Debuffs to the monster's accuracy or damage output are under damage mitigation.
The most common: dazed, is a pain to model. Most of the time, you're not going to be mitigating all that much damage from dazed. (Limiting tactical options yes, damage no.) Given that monsters can charge or do ranged attacks. You are, however, allowed to count it as mitigation if it accompanies forced movement, proning, or another character using the dazed to have the monster do less damage.
Still, debuffs are nominally damage mitigation.
Buffs should be treated as reversed debuffs (who'da thunk?). Benefits to PC accuracy are multiplied as above, And benefits to PC defenses are as above.
Sliding and forced movement is a right pain. As an off-the-cuff rule of thumb, slides of 1-2 should effectively be considered combat advantage, and 3+ for an extra target in another player's AoEs. Beyond this, I don't have any adequate models of the specific impact that a slide has as the slide resides almost purely in the mechanical-functional level of tactical expression on the battlefield.
With the edge cases out of the way, we can now look at the Damage Capacity and Damage Mitigation axes. Consider sections 2.2.2 and 2.2.3 of my paper.
Damage Capacity notes:
"A functional categorization of this axis articulates four benchmarks:
4 rounds, 8 rounds, 12 rounds, and 16 rounds. The nature of the system
makes it difficult to make a character able to survive less than four
rounds of combat (on average), and exceedingly few combats last more
than 12 rounds, much less 16. The higher numbers on this axis
represent a willingness to engage multiple enemies at the same time,
rather than a willingness to literally stand in front of an enemy and
ignore them for 16 combat rounds."
Thus, you can measure how your powers, through damage mitigation, impact other players' damage capacity. Defenders have it easy, of course. I would recommend a defender be a 12 round character and most others shoot for 8.
Damage Mitigation, as ever, is the annoying part, as it is a measure of how you influence other peoples damage capacity and damage dealing axes. As a theoretical axis its fine, but it is indeed difficult to quantify.
The best way to quantify it (not expressed in my paper due to length limitations) is if everyone in your party is using this model. Then you can measure the amount of change your powers create in the other two axes.
No change, obviously, would be the zero-point of the axis. And a lazy-lord would be the maximum, as they take no standard actions for themselves, but always use their powers to influence the other players' characters.
Functionally, however, there are no recommended "quantities" of actual buffs as they do not exist on the same mechanical-theoretical level as these axes. The buffs and debuffs are how one expresses these axes on the mechanical-functional level. Therefore, favourite no specific buffs when considering them on the mechanical-theoretical, but instead consider how they impact the party's damage capacity and damage dealing.

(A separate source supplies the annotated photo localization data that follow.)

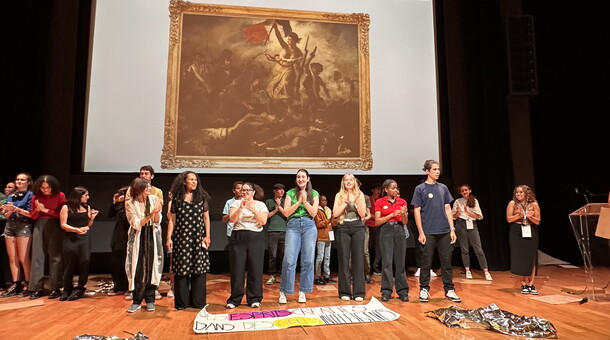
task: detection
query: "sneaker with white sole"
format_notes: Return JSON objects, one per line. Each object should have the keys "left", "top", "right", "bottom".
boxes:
{"left": 167, "top": 290, "right": 174, "bottom": 298}
{"left": 226, "top": 303, "right": 236, "bottom": 309}
{"left": 354, "top": 296, "right": 364, "bottom": 302}
{"left": 125, "top": 292, "right": 133, "bottom": 301}
{"left": 529, "top": 285, "right": 539, "bottom": 295}
{"left": 266, "top": 275, "right": 276, "bottom": 285}
{"left": 155, "top": 290, "right": 162, "bottom": 300}
{"left": 520, "top": 285, "right": 530, "bottom": 294}
{"left": 445, "top": 289, "right": 461, "bottom": 302}
{"left": 465, "top": 270, "right": 473, "bottom": 279}
{"left": 414, "top": 268, "right": 421, "bottom": 277}
{"left": 278, "top": 291, "right": 287, "bottom": 304}
{"left": 250, "top": 302, "right": 260, "bottom": 308}
{"left": 127, "top": 303, "right": 141, "bottom": 313}
{"left": 298, "top": 291, "right": 306, "bottom": 303}
{"left": 419, "top": 288, "right": 430, "bottom": 302}
{"left": 340, "top": 295, "right": 350, "bottom": 301}
{"left": 146, "top": 302, "right": 156, "bottom": 312}
{"left": 484, "top": 272, "right": 493, "bottom": 281}
{"left": 430, "top": 270, "right": 437, "bottom": 277}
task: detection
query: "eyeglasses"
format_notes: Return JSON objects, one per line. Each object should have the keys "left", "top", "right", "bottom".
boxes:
{"left": 241, "top": 189, "right": 254, "bottom": 192}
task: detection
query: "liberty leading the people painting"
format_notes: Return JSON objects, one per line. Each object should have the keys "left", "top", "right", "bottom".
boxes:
{"left": 162, "top": 0, "right": 371, "bottom": 170}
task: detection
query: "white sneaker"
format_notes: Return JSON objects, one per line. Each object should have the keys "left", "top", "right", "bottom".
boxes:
{"left": 354, "top": 296, "right": 364, "bottom": 302}
{"left": 266, "top": 275, "right": 276, "bottom": 285}
{"left": 167, "top": 290, "right": 174, "bottom": 298}
{"left": 125, "top": 292, "right": 133, "bottom": 301}
{"left": 430, "top": 270, "right": 437, "bottom": 277}
{"left": 484, "top": 272, "right": 493, "bottom": 281}
{"left": 250, "top": 302, "right": 260, "bottom": 308}
{"left": 340, "top": 295, "right": 350, "bottom": 301}
{"left": 226, "top": 303, "right": 236, "bottom": 309}
{"left": 155, "top": 290, "right": 162, "bottom": 300}
{"left": 419, "top": 288, "right": 430, "bottom": 302}
{"left": 445, "top": 289, "right": 461, "bottom": 302}
{"left": 465, "top": 270, "right": 473, "bottom": 279}
{"left": 278, "top": 291, "right": 287, "bottom": 304}
{"left": 298, "top": 291, "right": 306, "bottom": 303}
{"left": 414, "top": 268, "right": 421, "bottom": 277}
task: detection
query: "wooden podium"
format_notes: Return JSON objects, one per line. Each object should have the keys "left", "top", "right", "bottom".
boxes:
{"left": 569, "top": 203, "right": 610, "bottom": 300}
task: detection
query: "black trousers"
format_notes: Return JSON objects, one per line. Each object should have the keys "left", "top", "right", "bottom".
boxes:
{"left": 419, "top": 232, "right": 454, "bottom": 292}
{"left": 336, "top": 221, "right": 365, "bottom": 298}
{"left": 227, "top": 230, "right": 265, "bottom": 306}
{"left": 110, "top": 249, "right": 128, "bottom": 292}
{"left": 174, "top": 273, "right": 206, "bottom": 309}
{"left": 30, "top": 219, "right": 64, "bottom": 291}
{"left": 133, "top": 283, "right": 157, "bottom": 305}
{"left": 267, "top": 231, "right": 285, "bottom": 275}
{"left": 368, "top": 226, "right": 381, "bottom": 273}
{"left": 379, "top": 222, "right": 408, "bottom": 296}
{"left": 62, "top": 234, "right": 91, "bottom": 293}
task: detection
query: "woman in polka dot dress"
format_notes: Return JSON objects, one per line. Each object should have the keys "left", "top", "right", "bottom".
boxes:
{"left": 167, "top": 171, "right": 211, "bottom": 310}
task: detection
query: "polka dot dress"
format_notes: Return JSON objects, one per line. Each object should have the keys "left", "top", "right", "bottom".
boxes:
{"left": 171, "top": 200, "right": 210, "bottom": 275}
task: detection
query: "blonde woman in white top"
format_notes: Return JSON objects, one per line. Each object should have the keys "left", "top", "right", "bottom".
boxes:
{"left": 226, "top": 182, "right": 269, "bottom": 308}
{"left": 452, "top": 184, "right": 491, "bottom": 280}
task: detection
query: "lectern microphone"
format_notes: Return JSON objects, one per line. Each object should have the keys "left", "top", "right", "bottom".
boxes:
{"left": 575, "top": 188, "right": 590, "bottom": 204}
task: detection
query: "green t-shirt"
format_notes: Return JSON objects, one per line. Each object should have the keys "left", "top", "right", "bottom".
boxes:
{"left": 265, "top": 198, "right": 287, "bottom": 231}
{"left": 285, "top": 188, "right": 319, "bottom": 219}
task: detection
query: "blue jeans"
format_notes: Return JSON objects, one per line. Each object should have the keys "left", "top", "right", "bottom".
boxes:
{"left": 315, "top": 241, "right": 331, "bottom": 279}
{"left": 281, "top": 217, "right": 317, "bottom": 294}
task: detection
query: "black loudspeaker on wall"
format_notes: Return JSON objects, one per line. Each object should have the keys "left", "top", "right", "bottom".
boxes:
{"left": 506, "top": 15, "right": 538, "bottom": 96}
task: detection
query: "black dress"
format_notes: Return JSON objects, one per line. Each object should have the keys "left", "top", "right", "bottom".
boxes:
{"left": 509, "top": 223, "right": 539, "bottom": 276}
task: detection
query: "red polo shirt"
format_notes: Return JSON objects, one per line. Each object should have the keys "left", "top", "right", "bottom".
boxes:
{"left": 374, "top": 196, "right": 407, "bottom": 222}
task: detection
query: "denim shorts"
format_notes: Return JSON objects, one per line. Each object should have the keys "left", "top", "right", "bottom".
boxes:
{"left": 3, "top": 220, "right": 33, "bottom": 237}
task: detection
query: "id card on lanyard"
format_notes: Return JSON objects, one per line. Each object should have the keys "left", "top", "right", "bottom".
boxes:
{"left": 466, "top": 219, "right": 474, "bottom": 230}
{"left": 520, "top": 204, "right": 532, "bottom": 238}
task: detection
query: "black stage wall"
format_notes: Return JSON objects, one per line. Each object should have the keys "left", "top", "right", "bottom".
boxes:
{"left": 2, "top": 0, "right": 609, "bottom": 274}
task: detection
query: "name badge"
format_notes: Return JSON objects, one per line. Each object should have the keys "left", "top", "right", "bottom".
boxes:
{"left": 328, "top": 230, "right": 335, "bottom": 241}
{"left": 521, "top": 225, "right": 532, "bottom": 238}
{"left": 466, "top": 220, "right": 474, "bottom": 230}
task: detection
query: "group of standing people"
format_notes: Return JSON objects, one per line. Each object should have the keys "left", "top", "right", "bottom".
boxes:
{"left": 1, "top": 161, "right": 544, "bottom": 310}
{"left": 0, "top": 173, "right": 98, "bottom": 301}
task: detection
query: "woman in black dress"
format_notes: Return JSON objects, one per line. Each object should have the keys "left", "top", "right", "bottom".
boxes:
{"left": 506, "top": 185, "right": 541, "bottom": 295}
{"left": 59, "top": 186, "right": 99, "bottom": 300}
{"left": 166, "top": 171, "right": 211, "bottom": 310}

It is therefore possible to consider controllers and leaders in the damage-capacity and damage dealing axes if one considers the party as a single organism. If you calculate the everyone's damage-dealing capabilities, you should be able to observe the difference between that and the expected number of monsters who die to the party's hand per round. If there's a difference and you're a controller/leader, inspect your powers to see if they can make up the slack through the measurement techniques above.
You can perform a similar operation on damage capacity.